On a side note, to discard Asian cultural forms merely because you don't like the cultural forms reeks of provincialism, cultural ignorance, or something worse. There are no great reasons to throw out cultural forms merely to "Westernize" them, especially given the dissemination of global community and culture, and the fact that these forms, though alien to folks at first, do indeed have purposes at transcendence of dukkha and in the Mahayana tradition, were developed because they could be skillfully applied at helping others.

Take the Heart Sutra. Please. In "Chinese and Japanese" (they're not really Chinese and Japanese, but let's not go there right now) they really are "mellifluously useful" for the point of concentrating the mind. The translations of the this into English are good enough, but frankly (at least in "Japanese") the phonemic constraints of the Japanese language make it somewhat easier to focus the mind. The fact that grammar of the East Asian languages is "broken" in these sutras helps a great deal, in my opinion to achieve the goal of focusing the mind. The translation into English, naturally, can be used the same way, but, esthetically, to me, it seems a bit awkward.

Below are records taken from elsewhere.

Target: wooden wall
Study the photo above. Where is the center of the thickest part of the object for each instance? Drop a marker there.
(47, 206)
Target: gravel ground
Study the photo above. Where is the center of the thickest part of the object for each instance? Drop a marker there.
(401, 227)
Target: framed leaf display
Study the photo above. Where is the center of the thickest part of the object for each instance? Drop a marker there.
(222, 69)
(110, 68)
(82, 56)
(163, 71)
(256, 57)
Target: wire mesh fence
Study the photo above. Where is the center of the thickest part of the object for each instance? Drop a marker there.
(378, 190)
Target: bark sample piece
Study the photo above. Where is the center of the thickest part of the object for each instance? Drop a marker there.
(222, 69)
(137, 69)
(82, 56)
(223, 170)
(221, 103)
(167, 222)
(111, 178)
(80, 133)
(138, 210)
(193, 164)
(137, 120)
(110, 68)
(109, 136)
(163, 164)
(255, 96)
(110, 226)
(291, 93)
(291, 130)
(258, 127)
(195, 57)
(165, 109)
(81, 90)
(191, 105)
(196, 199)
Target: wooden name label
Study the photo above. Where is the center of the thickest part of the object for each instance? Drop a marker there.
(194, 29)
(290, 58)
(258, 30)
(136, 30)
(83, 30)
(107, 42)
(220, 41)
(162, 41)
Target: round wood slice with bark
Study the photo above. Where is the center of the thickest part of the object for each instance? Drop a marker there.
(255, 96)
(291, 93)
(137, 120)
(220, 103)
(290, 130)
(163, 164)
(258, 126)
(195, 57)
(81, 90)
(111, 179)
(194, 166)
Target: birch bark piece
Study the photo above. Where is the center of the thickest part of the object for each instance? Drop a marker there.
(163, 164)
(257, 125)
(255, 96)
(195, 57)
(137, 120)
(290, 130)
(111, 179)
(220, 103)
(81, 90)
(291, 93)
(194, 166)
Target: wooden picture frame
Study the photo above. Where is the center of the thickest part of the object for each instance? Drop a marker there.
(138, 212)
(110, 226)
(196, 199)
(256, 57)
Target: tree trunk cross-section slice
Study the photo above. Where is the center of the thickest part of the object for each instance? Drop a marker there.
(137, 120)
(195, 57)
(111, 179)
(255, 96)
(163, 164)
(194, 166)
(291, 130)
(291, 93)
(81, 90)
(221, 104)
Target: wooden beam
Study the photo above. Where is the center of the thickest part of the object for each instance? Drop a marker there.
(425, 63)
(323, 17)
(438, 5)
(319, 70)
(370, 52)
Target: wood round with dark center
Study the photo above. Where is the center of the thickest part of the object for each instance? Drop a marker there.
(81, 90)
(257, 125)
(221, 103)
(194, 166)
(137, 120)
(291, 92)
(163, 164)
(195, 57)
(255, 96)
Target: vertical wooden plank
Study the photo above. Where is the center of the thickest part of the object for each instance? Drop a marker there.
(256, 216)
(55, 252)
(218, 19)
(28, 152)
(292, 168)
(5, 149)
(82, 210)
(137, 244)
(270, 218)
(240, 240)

This "desire for Westernization" relates also to my impression of Ken Wilber: it appears that he wants to "make something better than Buddhism," by claiming he's invented a philosophy which is a superset of it. Moreover, I'd recommend that anybody impressed by Wilber ought to read real philosophy as a comparison, or at least Russell's take on Hegel. Or read Dogen. Or the Fundamental Wisdom of the Middle Way. And one should read Dawkins on evolutionary biology to inoculate yourself against the bilge Wilber spouts about it. And while you're reading Russell, note Russell's literacy vis a vis Wilber. But I digress.

Dogen and Nagarjuna anticipated modern Western philosophy, and in my opinion, you're philosophically illiterate if you haven't read them. Wilber hasn't really added much that I see to them, or for that matter to Hegel except for jargon.

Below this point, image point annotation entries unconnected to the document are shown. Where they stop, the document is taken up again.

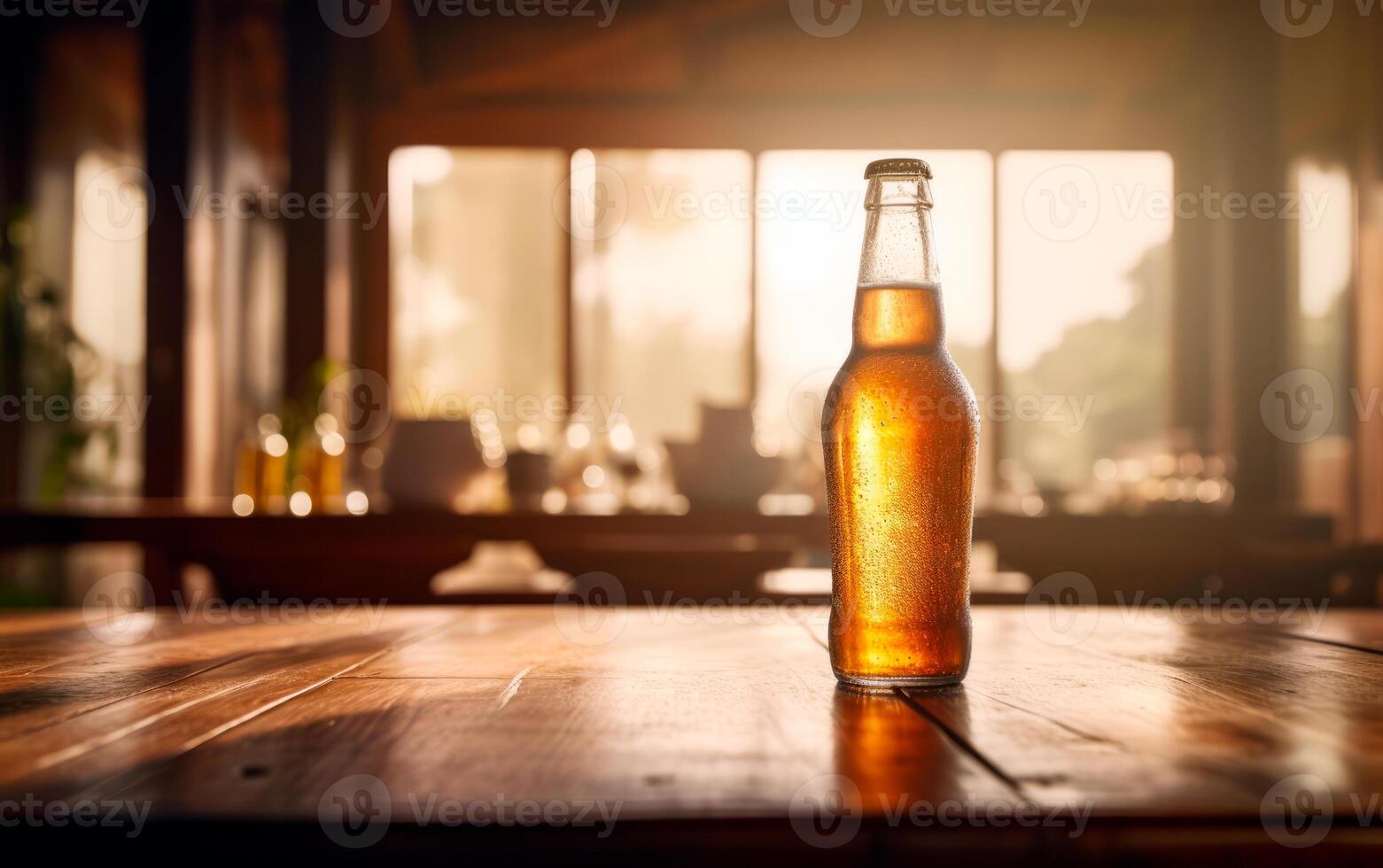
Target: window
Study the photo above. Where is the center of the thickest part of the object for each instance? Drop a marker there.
(478, 278)
(1084, 295)
(724, 276)
(1325, 260)
(661, 286)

Professionally I'm an engineer, and much of the math that I've studied (probability, real analysis, stochastic theory) has at its core bumped up against Kurt Godel, and yes, I've read that book by Douglas R. Hofstadter. And Wang too. So I've been interested professionally as well as for personal reasons to read philosophy, both East and West. It was the intersection of problems in my life and thinking about the various types of infinities, I guess.

This is not to do an intellectual "Mine's bigger than yours," but to say that the difference between Wilber and real philosophers is like the difference between a Big Mac and Kobe beef. Please taste Kobe beef.

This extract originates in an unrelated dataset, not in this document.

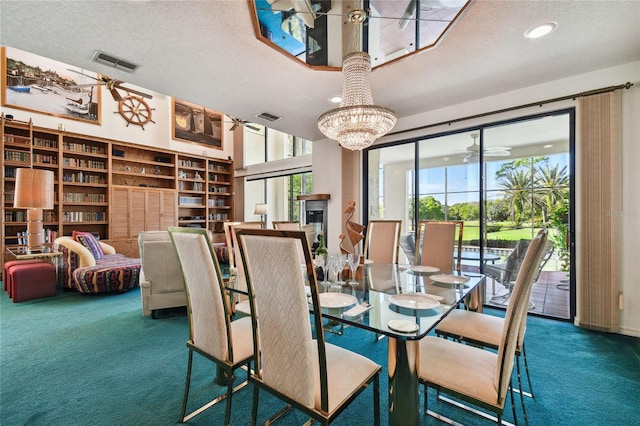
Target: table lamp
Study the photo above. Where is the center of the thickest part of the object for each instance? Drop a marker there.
(34, 192)
(261, 209)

Your mileage may vary of course, but at least broaden your horizons!

Completely unrelated tangent except that it's related to knowledge of real professional philosphers: Daniel Pi, him of the "Oops I Did it Again Fugue," has read real philosophy. Damn some folks are so smart. Mr. Pi knows how to write a fugue, and no doubt would slaughter me in a chess game; moreover I have trouble writing two sentences on "My Day at the Zoo." OK, the last part I stole from Woody Allen, and I have read a whole bunch of real philosophers in various schools myself, But you get my drift. Anyhow, I disagree (vehemently) with Mr. Pi regarding deconstructionists (not to mention I'd be reluctant to cyber-label myself with such extreme words these days). However I just wanted to put him out there as somebody who's not famous but would be able to show what's wrong with Wiliberism (see his take on Continental Philosophy). And Daniel Pi, I'd bet would be dead wrong in discussing Zen, I'm sure, because he'd probably confuse Zen literature as a use of language that is expositive when it is performative. (I'm not talking about Zen of course.)

As Mother Jones said: "Educate yourselves!"